O fim do capitalismo e a derrota do Ocidente
Na relação entre o Ocidente e a União Soviética havia divergência ideológica, competição militar e supremacia económica. Foi, de resto, pela economia, e pelo desejo de liberdade, que o comunismo soviético ruiu. Na relação entre o Ocidente e a China, também há divergência ideológica e por enquanto há supremacia militar (e poucas ameaças de conflito, à exceção de Taiwan), mas há integração e competição económica. E isso faz toda a diferença.
Durante a Guerra Fria, a suposta utopia comunista alimentou partidos e ideias políticas no Ocidente, mas o modelo económico nunca esteve verdadeiramente em causa. E foi por aí que se ganhou. Por aí, e pelo desejo de liberdade.
É cedo para saber como evoluirá a competição com a China, mas há diferenças que vão ser importantes. E a económica é a primeira de todas.
Perante o sucesso chinês das últimas décadas há, no Ocidente, quem esteja convencido de que a profecia marxista, de que o capitalismo haveria de vender a corda com que seria enforcado, se está a concretizar.
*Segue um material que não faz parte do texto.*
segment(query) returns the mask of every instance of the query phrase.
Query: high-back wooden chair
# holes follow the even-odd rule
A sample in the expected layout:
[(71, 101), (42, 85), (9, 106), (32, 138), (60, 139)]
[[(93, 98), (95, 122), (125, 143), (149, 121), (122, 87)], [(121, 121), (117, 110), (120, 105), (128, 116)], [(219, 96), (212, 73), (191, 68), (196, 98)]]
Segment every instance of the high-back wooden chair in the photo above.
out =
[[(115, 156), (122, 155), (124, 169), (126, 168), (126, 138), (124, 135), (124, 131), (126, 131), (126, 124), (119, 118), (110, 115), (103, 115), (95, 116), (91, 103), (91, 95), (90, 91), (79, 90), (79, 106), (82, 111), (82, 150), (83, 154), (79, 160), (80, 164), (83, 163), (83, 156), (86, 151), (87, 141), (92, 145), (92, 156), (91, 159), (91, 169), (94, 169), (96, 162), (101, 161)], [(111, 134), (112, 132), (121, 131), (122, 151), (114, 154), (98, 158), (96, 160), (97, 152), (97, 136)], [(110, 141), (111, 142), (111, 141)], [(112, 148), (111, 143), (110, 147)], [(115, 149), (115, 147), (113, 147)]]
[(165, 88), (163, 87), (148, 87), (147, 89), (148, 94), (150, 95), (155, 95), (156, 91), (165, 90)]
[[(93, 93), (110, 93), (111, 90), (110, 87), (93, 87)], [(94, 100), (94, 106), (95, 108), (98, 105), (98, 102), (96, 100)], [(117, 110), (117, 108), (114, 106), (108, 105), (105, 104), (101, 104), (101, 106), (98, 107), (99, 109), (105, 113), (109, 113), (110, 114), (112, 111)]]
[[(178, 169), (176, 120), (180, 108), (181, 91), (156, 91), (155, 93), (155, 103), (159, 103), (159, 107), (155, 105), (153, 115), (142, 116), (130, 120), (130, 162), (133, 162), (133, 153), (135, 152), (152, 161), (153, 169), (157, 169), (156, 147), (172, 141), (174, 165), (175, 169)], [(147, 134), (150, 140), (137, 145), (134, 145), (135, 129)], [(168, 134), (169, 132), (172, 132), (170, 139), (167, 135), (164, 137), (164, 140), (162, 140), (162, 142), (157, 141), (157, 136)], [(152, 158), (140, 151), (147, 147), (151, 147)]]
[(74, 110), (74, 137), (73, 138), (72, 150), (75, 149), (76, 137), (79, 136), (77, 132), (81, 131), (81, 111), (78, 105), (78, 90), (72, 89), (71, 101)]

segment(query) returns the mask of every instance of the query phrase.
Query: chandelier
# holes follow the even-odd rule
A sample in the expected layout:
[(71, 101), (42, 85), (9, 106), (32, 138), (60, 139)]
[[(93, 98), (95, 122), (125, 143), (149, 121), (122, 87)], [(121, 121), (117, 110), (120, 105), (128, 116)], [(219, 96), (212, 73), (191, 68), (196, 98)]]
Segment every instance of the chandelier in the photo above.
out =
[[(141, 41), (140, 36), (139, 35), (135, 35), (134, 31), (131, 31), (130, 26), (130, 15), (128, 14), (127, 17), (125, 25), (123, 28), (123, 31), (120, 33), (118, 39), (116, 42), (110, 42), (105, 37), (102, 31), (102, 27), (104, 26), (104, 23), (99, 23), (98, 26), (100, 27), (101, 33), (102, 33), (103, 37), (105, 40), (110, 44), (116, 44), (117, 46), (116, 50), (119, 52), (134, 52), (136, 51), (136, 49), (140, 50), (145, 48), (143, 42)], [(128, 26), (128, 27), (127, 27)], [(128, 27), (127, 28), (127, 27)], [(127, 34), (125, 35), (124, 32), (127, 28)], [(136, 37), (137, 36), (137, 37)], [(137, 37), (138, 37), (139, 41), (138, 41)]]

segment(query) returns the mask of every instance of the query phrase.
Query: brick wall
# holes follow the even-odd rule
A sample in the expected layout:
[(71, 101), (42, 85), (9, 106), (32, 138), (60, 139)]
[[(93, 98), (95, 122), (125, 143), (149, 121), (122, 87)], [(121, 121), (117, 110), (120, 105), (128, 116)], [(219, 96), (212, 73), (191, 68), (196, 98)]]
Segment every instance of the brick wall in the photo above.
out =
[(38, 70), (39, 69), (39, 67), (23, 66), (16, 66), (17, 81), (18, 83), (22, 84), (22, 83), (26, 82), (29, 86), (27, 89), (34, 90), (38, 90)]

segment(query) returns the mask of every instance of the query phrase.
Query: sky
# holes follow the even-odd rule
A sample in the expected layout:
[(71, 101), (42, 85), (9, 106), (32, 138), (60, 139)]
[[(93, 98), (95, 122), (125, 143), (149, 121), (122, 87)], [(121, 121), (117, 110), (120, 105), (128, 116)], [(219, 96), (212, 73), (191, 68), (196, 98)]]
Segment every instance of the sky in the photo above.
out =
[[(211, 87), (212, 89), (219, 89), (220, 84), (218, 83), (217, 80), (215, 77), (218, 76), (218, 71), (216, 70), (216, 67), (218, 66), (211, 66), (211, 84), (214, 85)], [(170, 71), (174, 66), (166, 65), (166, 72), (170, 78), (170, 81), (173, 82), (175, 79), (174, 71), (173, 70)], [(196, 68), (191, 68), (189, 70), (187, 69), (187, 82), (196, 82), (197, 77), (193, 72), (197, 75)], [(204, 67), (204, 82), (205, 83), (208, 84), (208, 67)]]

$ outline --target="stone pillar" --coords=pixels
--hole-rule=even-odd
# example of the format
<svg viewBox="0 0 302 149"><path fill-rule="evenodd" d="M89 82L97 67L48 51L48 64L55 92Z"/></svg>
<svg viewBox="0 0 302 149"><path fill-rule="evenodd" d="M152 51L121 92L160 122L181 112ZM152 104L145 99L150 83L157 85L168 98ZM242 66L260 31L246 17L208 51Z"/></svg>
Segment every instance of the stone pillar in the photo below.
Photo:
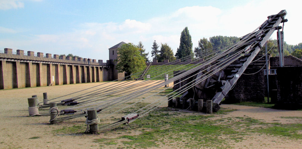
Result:
<svg viewBox="0 0 302 149"><path fill-rule="evenodd" d="M96 82L100 82L100 67L95 67L95 77L96 78L95 81Z"/></svg>
<svg viewBox="0 0 302 149"><path fill-rule="evenodd" d="M85 66L84 66L85 67ZM91 67L88 66L87 67L87 82L91 82L92 78L92 74Z"/></svg>
<svg viewBox="0 0 302 149"><path fill-rule="evenodd" d="M69 61L72 60L72 57L70 56L66 56L66 60Z"/></svg>
<svg viewBox="0 0 302 149"><path fill-rule="evenodd" d="M179 97L175 97L175 107L181 108L181 106L180 104L180 98Z"/></svg>
<svg viewBox="0 0 302 149"><path fill-rule="evenodd" d="M17 88L21 88L22 85L21 82L21 66L20 65L20 62L16 62L16 86Z"/></svg>
<svg viewBox="0 0 302 149"><path fill-rule="evenodd" d="M7 54L9 55L12 54L13 52L13 49L9 48L4 48L4 53Z"/></svg>
<svg viewBox="0 0 302 149"><path fill-rule="evenodd" d="M76 66L76 83L82 83L82 78L80 78L80 71L82 71L81 69L80 69L81 68L81 67L78 65Z"/></svg>
<svg viewBox="0 0 302 149"><path fill-rule="evenodd" d="M67 68L68 66L67 65L63 65L63 84L67 84Z"/></svg>
<svg viewBox="0 0 302 149"><path fill-rule="evenodd" d="M84 77L84 82L83 82L82 81L82 83L87 83L87 78L88 77L87 74L87 68L85 66L82 66L82 70L83 70L82 72L82 76Z"/></svg>
<svg viewBox="0 0 302 149"><path fill-rule="evenodd" d="M37 75L37 86L43 86L43 68L42 68L42 63L38 63L38 68L37 68L38 74Z"/></svg>
<svg viewBox="0 0 302 149"><path fill-rule="evenodd" d="M7 80L5 79L8 74L6 62L0 61L0 89L6 89L8 88Z"/></svg>
<svg viewBox="0 0 302 149"><path fill-rule="evenodd" d="M190 110L193 111L194 109L194 103L195 103L194 98L190 98L189 100L190 100Z"/></svg>
<svg viewBox="0 0 302 149"><path fill-rule="evenodd" d="M75 78L75 77L76 75L75 75L75 72L76 71L75 70L75 65L73 65L70 66L70 84L74 84L76 83L75 81L76 79Z"/></svg>
<svg viewBox="0 0 302 149"><path fill-rule="evenodd" d="M34 84L34 80L33 80L34 78L32 76L33 64L31 62L29 62L27 64L26 87L31 87Z"/></svg>
<svg viewBox="0 0 302 149"><path fill-rule="evenodd" d="M60 64L56 65L56 85L60 85L60 83L62 80L60 79L60 74L61 74L61 69L60 69Z"/></svg>
<svg viewBox="0 0 302 149"><path fill-rule="evenodd" d="M27 51L27 55L28 56L34 56L34 55L35 53L34 51Z"/></svg>
<svg viewBox="0 0 302 149"><path fill-rule="evenodd" d="M46 57L47 58L51 58L51 54L49 53L46 53Z"/></svg>
<svg viewBox="0 0 302 149"><path fill-rule="evenodd" d="M53 58L56 59L59 59L59 55L57 54L54 54L53 55Z"/></svg>
<svg viewBox="0 0 302 149"><path fill-rule="evenodd" d="M41 52L38 52L37 53L37 55L38 57L40 57L41 58L43 58L43 53L41 53Z"/></svg>
<svg viewBox="0 0 302 149"><path fill-rule="evenodd" d="M182 98L182 109L187 109L187 99L186 98Z"/></svg>
<svg viewBox="0 0 302 149"><path fill-rule="evenodd" d="M47 66L47 73L48 74L47 74L47 83L49 84L50 83L53 83L53 64L49 64Z"/></svg>
<svg viewBox="0 0 302 149"><path fill-rule="evenodd" d="M198 112L201 112L204 107L204 100L202 99L198 100Z"/></svg>
<svg viewBox="0 0 302 149"><path fill-rule="evenodd" d="M24 55L24 50L17 50L17 55L22 56Z"/></svg>
<svg viewBox="0 0 302 149"><path fill-rule="evenodd" d="M213 101L212 100L207 100L207 113L213 113Z"/></svg>

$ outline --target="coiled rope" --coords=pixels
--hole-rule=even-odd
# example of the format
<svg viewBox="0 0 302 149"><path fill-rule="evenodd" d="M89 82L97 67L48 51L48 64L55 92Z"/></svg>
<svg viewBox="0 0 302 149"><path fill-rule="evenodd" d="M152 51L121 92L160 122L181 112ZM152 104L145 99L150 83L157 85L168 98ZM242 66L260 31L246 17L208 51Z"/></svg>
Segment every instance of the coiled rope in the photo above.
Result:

E é por isso que defendem um retrocesso da globalização, o desmantelamento das cadeias de produção globais e deslocalizadas e a proteção das economias ocidentais, com reindustrialização e barreiras ao comércio e às importações. E ainda mais se convenceram da sua razão quando, em 2017, Xi Jinping foi a Davos defender a globalização e o comércio internacional.
A tudo isto acresce a convicção, entre os ocidentais, de que há perdedores da globalização que veem os seus empregos migrar, as perspetivas dos seus filhos desaparecer, e respondem votando em Trump ou noutro populista qualquer que prometa fazê-los grandes de novo. E que é preciso responder a estes eleitores protegendo-os da concorrência global.
O primeiro problema de tudo isto é que o Ocidente está a duvidar, precisamente, do que trouxe riqueza e progresso não só para nós, mas para o resto do mundo também. E, em vez de resolver os defeitos do sistema, há muito quem queira desfazer o modelo que resultou.
A isto, que é fácil de entender mesmo não concordando, acresce uma transformação mais profunda que parece estar em curso nos Estados Unidos da América e que põe em causa o motor fundamental do capitalismo: a vontade de ter mais.
Ao longo das últimas décadas, a América passou de país que recebe imigrantes com entusiasmo, consciente de que quem chega vem com ganas e vontade de criar, para duvidar dos imigrantes e recusar os estrangeiros. Ao mesmo tempo, os millennials e a sua preferência por desfrutar em vez de produzir, experienciar em vez de competir, são o oposto do empreendedorismo e do sonho americano. E, nos últimos anos, socialismo e Estado social foram deixando de ser insultos, nos Estados Unidos, para passarem a ser um dos caminhos possíveis. Extravagante, ainda, mas já relevante.
Isto tudo somado pode significar que o Ocidente, a começar pela América, vai sendo cada vez menos capitalista. Menos criativo e dinâmico economicamente. Mais acomodado embora, ao mesmo tempo, menos convicto. Mais fechado e menos competitivo. E, provavelmente, menos rico, ainda que talvez mais igual.
Pelo contrário, a China, sem ter seguidores políticos entre nós (ainda não há partidos, comunistas ou não, pró-chineses no Ocidente), parece estar a resultar economicamente, e a provocar a mudança do nosso sistema, colocando-o em causa.
Talvez mais do que outra coisa qualquer, é esta transformação do Ocidente que pode definir o resultado da competição. E, olhando para o que podíamos ter aprendido com o passado, desta vez há razões para duvidar do sucesso. Desde logo porque nós duvidamos.